Штрафная мразь (Герман) - страница 124

— А больше ты ничего от меня не хочешь?

У него сдали нервы и он закричал. — Я же всё тебе уже написал, начальник!

На шее Гулыги надулись вены. В грязной окровавленной гимнастерке, он был похож на загнанного в угол волка.

Он резко осел на табуретку и застонал, захрипел сорванным голосом:

— Пиши сука, что я вас всех ненавижу! Всё вашу масть краснопёрую!

— Права качаешь, мразь штрафная? — бесцветным голосом равнодушно спросил Мотовилов. — На бас меня берёшь? — Он встал, неторопливо поправил кобуру на ремне и вдруг тяжело ударил Гулыгу в висок.

Тот повалился навзничь, вместе с табуреткой. Старший лейтенант неторопливо подошёл к распластанному на полу телу и начал бить его ногами в лицо, живот, в пах…

Мотовилов бил молча и страшно, словно мстил личному врагу.

Звук подкованных каблуков больно бил в мозг. Было похоже, что растрёпанный и потный, перетянутый ремнями человек танцует какой то страшный танец.

Тело штрафника Гулыги помимо его воли и сознания автоматически пыталось сжаться, увернуться от страшных ударов и вжаться в какую-то малюсенькую щель. Наконец хромовый сапог впечатался в расквашенный рот штрафника.

У Гулыги перехватило дыхание, и он захлебнулся тягучей мутью, поглотившей все его чувства.

Танец закончился. Только что плясавший человек громко и запалёно дыша вытирал лицо аккуратно сложенным носовым платком.

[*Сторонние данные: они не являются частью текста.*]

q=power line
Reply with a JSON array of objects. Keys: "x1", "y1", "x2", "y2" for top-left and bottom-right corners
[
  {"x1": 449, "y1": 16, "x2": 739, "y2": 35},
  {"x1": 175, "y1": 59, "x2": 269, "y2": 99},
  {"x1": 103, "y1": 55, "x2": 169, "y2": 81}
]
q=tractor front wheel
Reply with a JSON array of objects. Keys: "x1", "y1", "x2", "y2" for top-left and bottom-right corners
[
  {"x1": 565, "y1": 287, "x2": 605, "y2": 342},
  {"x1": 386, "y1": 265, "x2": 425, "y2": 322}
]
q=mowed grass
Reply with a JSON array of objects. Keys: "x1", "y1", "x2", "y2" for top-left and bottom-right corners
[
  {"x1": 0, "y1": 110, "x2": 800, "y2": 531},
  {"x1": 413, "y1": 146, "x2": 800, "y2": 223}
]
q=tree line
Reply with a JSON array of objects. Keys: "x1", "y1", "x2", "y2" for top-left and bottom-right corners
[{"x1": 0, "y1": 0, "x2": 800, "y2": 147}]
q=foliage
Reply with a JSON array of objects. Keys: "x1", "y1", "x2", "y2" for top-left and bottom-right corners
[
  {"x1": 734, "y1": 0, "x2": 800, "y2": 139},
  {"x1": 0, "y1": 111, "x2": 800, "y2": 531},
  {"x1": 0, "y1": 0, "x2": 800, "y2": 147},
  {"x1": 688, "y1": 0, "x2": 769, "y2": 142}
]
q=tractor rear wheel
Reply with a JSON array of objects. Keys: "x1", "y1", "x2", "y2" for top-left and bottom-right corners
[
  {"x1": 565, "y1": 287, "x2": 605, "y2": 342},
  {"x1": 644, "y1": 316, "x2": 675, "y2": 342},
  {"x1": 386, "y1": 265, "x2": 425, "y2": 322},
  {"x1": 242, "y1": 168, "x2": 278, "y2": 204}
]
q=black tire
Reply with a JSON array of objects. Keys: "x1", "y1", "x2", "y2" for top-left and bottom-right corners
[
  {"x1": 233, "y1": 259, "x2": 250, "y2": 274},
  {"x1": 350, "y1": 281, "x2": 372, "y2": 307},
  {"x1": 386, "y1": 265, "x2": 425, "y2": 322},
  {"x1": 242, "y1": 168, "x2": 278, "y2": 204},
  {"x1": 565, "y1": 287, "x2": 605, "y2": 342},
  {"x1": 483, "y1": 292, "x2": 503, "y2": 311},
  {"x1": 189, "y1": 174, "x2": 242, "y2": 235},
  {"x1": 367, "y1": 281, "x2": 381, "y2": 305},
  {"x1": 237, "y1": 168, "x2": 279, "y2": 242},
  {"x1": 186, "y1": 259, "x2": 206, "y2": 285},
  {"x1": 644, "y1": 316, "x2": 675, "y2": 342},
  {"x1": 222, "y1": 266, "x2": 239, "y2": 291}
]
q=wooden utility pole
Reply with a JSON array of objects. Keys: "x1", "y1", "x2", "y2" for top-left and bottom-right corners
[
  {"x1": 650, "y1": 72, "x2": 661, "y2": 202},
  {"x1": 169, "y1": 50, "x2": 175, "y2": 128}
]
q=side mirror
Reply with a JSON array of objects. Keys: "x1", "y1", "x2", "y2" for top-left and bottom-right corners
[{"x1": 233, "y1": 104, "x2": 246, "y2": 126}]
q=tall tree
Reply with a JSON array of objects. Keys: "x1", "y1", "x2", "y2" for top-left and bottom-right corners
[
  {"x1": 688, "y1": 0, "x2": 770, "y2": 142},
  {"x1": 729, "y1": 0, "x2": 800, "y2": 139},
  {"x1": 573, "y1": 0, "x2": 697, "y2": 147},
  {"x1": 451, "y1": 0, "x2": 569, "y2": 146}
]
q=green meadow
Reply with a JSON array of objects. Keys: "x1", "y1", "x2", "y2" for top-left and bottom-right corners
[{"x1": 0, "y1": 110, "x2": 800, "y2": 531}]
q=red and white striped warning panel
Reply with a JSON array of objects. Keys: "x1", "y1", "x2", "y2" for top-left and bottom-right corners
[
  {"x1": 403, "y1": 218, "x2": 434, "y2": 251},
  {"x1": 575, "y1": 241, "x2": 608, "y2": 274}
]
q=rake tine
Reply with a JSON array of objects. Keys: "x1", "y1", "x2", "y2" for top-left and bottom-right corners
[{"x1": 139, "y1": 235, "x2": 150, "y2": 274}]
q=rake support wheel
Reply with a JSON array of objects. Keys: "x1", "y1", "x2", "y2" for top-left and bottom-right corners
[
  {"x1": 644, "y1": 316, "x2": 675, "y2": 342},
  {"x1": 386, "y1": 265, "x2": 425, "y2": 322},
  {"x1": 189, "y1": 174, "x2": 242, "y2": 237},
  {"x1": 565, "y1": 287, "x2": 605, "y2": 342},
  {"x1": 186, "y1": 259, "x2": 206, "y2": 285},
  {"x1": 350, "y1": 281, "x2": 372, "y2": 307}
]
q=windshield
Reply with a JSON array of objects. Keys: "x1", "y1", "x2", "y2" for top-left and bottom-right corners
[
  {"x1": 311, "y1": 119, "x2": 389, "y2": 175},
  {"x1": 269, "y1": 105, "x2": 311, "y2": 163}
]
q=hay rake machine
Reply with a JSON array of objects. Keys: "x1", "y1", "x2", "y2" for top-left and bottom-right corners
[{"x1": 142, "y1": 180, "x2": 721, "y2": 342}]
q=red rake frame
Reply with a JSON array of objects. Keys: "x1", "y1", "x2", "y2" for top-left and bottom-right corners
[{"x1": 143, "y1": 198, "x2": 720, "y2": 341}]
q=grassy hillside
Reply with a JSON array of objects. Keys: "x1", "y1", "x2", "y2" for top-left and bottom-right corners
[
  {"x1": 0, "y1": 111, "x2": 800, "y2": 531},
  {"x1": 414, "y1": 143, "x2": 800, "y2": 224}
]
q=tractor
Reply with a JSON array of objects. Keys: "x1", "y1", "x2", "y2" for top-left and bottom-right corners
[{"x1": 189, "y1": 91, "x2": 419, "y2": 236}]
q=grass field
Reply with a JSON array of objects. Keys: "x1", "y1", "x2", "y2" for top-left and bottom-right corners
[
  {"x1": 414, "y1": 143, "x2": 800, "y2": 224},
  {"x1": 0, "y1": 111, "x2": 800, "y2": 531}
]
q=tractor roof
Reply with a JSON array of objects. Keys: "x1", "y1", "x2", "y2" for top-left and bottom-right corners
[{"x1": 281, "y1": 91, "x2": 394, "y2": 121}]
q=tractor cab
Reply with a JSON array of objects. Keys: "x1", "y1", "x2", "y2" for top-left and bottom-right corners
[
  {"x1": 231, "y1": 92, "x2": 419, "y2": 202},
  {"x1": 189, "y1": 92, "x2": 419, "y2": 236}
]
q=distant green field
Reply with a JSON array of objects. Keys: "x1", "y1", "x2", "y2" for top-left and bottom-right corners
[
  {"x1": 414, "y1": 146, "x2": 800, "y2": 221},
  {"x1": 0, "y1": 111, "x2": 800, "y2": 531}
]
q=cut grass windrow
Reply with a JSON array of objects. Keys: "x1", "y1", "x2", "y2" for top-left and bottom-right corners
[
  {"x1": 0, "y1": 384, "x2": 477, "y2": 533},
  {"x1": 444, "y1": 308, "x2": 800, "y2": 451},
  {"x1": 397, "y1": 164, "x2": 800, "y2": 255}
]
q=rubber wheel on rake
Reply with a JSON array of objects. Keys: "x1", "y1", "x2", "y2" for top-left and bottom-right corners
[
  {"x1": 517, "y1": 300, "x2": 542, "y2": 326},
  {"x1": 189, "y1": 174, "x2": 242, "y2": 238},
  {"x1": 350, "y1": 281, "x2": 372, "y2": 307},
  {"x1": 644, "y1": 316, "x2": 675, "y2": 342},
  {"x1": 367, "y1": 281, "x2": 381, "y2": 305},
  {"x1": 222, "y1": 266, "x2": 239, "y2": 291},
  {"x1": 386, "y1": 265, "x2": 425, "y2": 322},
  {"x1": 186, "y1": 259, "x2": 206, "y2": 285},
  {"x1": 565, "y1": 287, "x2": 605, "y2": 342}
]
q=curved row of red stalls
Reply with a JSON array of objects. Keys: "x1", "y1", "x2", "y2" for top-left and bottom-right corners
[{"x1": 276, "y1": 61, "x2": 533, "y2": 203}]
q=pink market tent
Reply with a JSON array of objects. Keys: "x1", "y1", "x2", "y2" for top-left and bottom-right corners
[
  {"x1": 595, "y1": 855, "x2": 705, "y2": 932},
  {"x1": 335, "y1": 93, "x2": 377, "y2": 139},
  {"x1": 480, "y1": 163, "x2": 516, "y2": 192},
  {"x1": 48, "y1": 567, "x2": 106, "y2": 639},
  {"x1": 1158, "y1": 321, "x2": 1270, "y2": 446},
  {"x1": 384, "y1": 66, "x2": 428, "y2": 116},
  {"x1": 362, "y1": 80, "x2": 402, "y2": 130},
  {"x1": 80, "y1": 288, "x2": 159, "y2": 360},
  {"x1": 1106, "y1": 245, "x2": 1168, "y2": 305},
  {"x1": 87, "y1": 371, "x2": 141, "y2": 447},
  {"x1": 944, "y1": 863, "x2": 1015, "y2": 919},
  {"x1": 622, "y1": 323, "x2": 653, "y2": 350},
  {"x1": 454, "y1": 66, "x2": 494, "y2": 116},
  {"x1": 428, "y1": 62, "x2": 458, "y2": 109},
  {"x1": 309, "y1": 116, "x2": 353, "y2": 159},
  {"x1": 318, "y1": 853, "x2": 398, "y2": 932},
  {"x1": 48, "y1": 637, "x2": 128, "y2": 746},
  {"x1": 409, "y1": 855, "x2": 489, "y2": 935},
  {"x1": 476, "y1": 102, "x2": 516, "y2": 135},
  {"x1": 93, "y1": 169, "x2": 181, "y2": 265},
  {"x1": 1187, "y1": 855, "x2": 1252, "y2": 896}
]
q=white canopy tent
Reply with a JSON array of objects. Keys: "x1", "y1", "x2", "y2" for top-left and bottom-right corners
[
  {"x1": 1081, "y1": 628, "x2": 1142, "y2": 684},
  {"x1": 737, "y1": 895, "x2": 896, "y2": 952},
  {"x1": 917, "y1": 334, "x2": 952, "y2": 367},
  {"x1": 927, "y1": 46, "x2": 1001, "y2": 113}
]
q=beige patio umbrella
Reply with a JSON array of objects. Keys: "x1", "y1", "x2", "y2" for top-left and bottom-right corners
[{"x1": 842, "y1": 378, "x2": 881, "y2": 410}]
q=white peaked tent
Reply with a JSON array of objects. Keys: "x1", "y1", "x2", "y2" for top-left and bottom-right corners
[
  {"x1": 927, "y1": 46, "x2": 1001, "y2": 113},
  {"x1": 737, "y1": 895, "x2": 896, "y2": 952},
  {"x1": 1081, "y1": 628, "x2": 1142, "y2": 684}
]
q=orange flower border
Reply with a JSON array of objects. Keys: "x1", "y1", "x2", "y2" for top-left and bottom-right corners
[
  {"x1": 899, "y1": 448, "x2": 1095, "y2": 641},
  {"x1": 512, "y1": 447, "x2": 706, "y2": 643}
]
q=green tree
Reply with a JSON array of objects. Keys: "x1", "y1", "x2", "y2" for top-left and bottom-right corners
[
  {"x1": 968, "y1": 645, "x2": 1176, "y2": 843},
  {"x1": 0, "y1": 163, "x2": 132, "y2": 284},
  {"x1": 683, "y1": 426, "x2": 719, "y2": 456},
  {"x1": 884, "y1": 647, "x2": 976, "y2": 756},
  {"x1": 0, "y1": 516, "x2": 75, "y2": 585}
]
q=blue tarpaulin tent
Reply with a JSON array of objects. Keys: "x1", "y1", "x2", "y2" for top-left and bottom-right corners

Штрафник Гулыга перевернулся на спину, с хрипом втянул в себя воздух.

Мотовилов крикнул:

— Конвой! Увести!

* * *

В подвале заводоуправления, приспособленном под тюремную камеру сидели и лежали на полу несколько арестованных.

Двое сытых конвойных в тяжёлых яловых сапогах занесли избитого Гулыгу и бросили его на бетонный пол у двери.

Заскрежетала закрывающаяся дверь и за спиной лязгнул засов.

Приспособленный под камеру подвал встретил Гулыгу насторожённой и вязкой тишиной. Но тишина была недолгой.

Сидящие в камере люди взяли его под руки и потащили в угол, где на полу была навалено солома и расстелено несколько шинелей. Гулыгу уложили на спину. Поставили рядом кружку с водой. Один из арестованных солдат, пожилой, небритый пробормотал.

— Ничего, оклемается. Меня по молодости и не так били.

Вернулся на своё место. Его дёрнули за полу шинели.

— Тимофеич, давай рассказывай дальше.

Тот, кого назвали Тимофеичем присел подвернув под себя ногу. Вздохнул:

— А чего тут рассказывать… Как комбеды у нас организовали председателем сделался Никита Шубин. Первейший на селе лодырь и злыдень.

Сидевший рядом с ним на полу южанин — чернявый, лицо маленькое, а губы толстые, в пилотке натянутой на самые уши свернул самокрутку и затянувшись несколько раз молча передал окурок своему товарищу, с неприятно синими глазами.